夕方頃、ダンジョンの街へ着いた。二度と行かないかもしれないと思ってたけど、あそこのお嬢様にまた来るって言っちゃったしね。いろいろ忙しさもあって足が向かなかったのもあるけど。
久しぶりに訪れたら、怒られた。なんでもっと頻繁に来ないのよと。ごめん。

犬のフリードどは大分仲良くなったようで、ふふんと言いながらどれだけ仲良くなったかを見せられた。まあ、普通に取ってこいを出来るようになって、普通に走ったりして遊んでいるだけだったけど。お手とお代わりも出来るようになっていたから、前進はしているのだわね。
シアに引き留められたので、時間も時間だったのでまた泊まらせて貰った。

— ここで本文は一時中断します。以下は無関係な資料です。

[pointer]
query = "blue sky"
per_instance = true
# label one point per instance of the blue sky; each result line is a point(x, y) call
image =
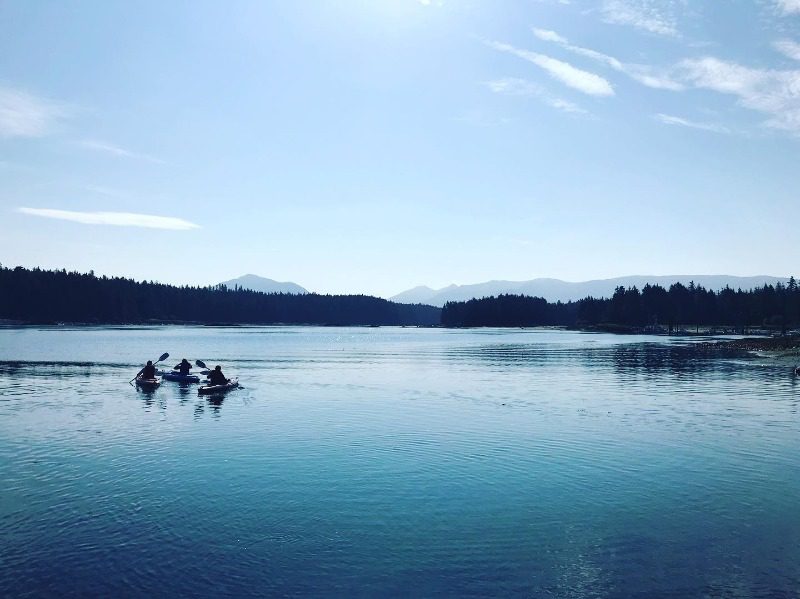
point(372, 146)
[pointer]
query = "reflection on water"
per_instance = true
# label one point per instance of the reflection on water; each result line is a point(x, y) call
point(381, 462)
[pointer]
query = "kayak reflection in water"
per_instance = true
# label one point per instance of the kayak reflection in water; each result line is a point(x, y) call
point(215, 377)
point(184, 367)
point(149, 371)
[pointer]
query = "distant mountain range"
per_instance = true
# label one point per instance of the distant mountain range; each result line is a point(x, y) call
point(557, 290)
point(256, 283)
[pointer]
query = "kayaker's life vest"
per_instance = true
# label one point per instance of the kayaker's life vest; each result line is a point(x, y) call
point(215, 377)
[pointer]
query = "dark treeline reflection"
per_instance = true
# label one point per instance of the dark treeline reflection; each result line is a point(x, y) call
point(44, 296)
point(678, 307)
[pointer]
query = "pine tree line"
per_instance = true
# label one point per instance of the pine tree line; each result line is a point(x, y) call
point(679, 307)
point(51, 296)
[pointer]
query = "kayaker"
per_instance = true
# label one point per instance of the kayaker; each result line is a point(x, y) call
point(149, 371)
point(184, 367)
point(215, 377)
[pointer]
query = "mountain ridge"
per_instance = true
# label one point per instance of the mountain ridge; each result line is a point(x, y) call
point(257, 283)
point(558, 290)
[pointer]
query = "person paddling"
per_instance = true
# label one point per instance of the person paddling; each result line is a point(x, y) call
point(184, 367)
point(149, 371)
point(215, 377)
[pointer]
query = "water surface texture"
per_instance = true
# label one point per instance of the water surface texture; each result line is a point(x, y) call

ここの風呂は豪華でいいわ。

次の日、ぐずるシアを宥め、お別れを言って旅立つ。

「またいつでも来なさいよ!」

とシアが叫んでいるのを聞いた。
もう来れないって説明したんだけど、分かってなかったかな?















次はあのコロシアムの街だ。なんて名前だっけ? 確か豆関連の名前だったはずだけど?
あそこのコロシアムの人には世話になったし、一応礼を言って行こうと思ったんだけど。
受付の所に行って、聞いてみる。

「すいません、ターレンさんて人、どこにいらっしゃいますか?」
「はあ。ええと、ここじゃ分からないんで、あっちに事務所があるんで、そこで聞いて下さい」

そう言われたので事務所へ。

「すいません、ターレンさんにお会いしたいんですけど」
「はい。お約束をしておりますか?」
「いえ、特に」
「では、まずは予約をお取り頂いてよろしいでしょうか?」

あ、これ時間かかるやつだ。

「じゃあいいです」

そう言って立ち去る。
あの時会えたのは幸運だったのだろうか。

「妾の事を言えば、すぐに取り次いでもらえたやもしれぬのに」
「忙しそうだし、いいよ」

ただ挨拶するだけに呼び出すってのもね。それに、どうしても会いたいって訳でもないしね。
なのでその街から早々に出て行ったのだった。




後になって、黒猫を抱いた女性の話を知り、ターレンが会いたかったと悔しがったのは余談である。